- Theatrical release poster
- Directed by: Ben Sharpsteen
- Produced by: Walt Disney
- Starring: Clarence Nash Lee Millar
- Music by: Frank Churchill Paul J. Smith
- Animation by: Al Eugster Shamus Culhane Fred Spencer Bill Roberts
- Color process: Technicolor
- Production company: Walt Disney Productions
- Distributed by: United Artists
- Release date: September 12, 1936;
- Country: United States
- Language: English

= Donald and Pluto =

1936 Donald Duck cartoon

Donald and Pluto is a 1936 animated short film produced by Walt Disney Productions and distributed by United Artists. The film stars Donald Duck, employed as a plumber, and Mickey's dog Pluto as his assistant. The film was directed by Ben Sharpsteen and featured the voice of Clarence Nash as Donald.

Donald and Pluto is one of the three installments of the Mickey Mouse series in which Mickey doesn't appear as a character, the others are 1937's Don Donald and Modern Inventions. The cartoon also introduced Fred Spencer's new design for Donald Duck, which included a slimmer body, shorter neck, rounder feet, and a shorter beak.

==Plot==
Donald is a plumber fixing pipes in the basement of a house. Donald first has trouble with pulling his hammer off a magnet, which it gets stuck to. When he unscrews the lid covering the pipe, water spurts out and hits Donald in the face, angering him. To stop the flow, Donald uses the magnet to pull a larger hammer toward himself, which he uses to put on another lid to the hole. In doing so, he accidentally wakes Pluto and later accidentally pulls Pluto's bone away from him. While Pluto wrestles with the magnet to get his bone back, he swallows the magnet and gets his bone stuck to his bottom. As he fights to get the bone, he tumbles into the pile of furniture Donald is standing on, causing Donald to come crashing to the ground. Pluto eventually runs into the kitchen and the magnet inside him causes many cooking items to be pulled onto his rear.
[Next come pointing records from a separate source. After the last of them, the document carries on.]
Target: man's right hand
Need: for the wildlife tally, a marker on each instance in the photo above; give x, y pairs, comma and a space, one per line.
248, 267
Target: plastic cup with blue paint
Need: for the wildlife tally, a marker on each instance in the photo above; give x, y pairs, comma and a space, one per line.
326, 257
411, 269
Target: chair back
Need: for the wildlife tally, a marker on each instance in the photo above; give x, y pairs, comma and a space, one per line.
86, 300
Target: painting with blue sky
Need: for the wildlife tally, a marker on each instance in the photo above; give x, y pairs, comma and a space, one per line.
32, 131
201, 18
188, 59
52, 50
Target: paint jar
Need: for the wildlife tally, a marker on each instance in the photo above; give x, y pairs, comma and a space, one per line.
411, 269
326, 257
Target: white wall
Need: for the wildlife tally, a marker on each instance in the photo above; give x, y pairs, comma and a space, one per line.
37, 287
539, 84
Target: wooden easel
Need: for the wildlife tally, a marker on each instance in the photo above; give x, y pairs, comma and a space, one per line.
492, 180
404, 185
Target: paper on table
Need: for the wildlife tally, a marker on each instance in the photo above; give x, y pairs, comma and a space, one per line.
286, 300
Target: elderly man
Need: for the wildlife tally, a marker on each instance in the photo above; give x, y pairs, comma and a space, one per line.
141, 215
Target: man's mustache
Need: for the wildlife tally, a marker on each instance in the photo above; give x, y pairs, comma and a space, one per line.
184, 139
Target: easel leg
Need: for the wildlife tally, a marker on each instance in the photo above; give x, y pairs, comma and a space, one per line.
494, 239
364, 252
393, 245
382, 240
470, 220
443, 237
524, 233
Pluto's erratic actions eventually cause the dishes to fall off, but his bone continues getting stuck to him and annoying him. As he tries to get it off, he backs into the clock and gets stuck to it. After breaking free of the clock by destroying it, he pulls a much smaller alarm clock to him. He engages in a fight with the clock, soon realizing that if he makes minor movements along the wall rear-end first, the clock won't come to him. However, he trips over a rolling pin and the clock sticks to him again, but he loses it in a polar bear rug. His dish sticks to him again and the magnetism causes knives and forks to come out of a drawer and chase him. The chase eventually causes Pluto to end up in the basement again. There, the magnet inside him sucks the nails out of the ladder Donald is standing on, causing it to fall apart under his feet. Donald falls into a tank and is pulled out through a wringer. After an angry outburst, he gets stuck to Pluto's bottom and is dragged into the roof of the basement.

Pluto is chased by the angry Donald through the house and onto the roof, where the magnetism causes Donald to be pulled into the roof and along the ceiling with the floor separating the two (it looks as if there is an invisible track Donald is hanging from). Donald is dragged into a ceiling fan, activating it and spinning both Donald and Pluto around. Donald gets an electric shock when he pulls out a lamp and is later bumped across the ceiling when Pluto crawls over a ladder. Pluto eventually makes his way downstairs where Donald falls back to the ground and bounces back into the basement when he is pinned to the wall by his own tools. Pluto finds him and begins happily licking him as he squawks angrily.

==Voice cast==
- Donald Duck: Clarence Nash
- Pluto: Lee Millar

==Home media==
The short was released on May 18, 2004 on Walt Disney Treasures: The Chronological Donald, Volume One: 1934-1941.

==Notes==
The running gag of Pluto licking Donald is reused in Beach Picnic in 1939.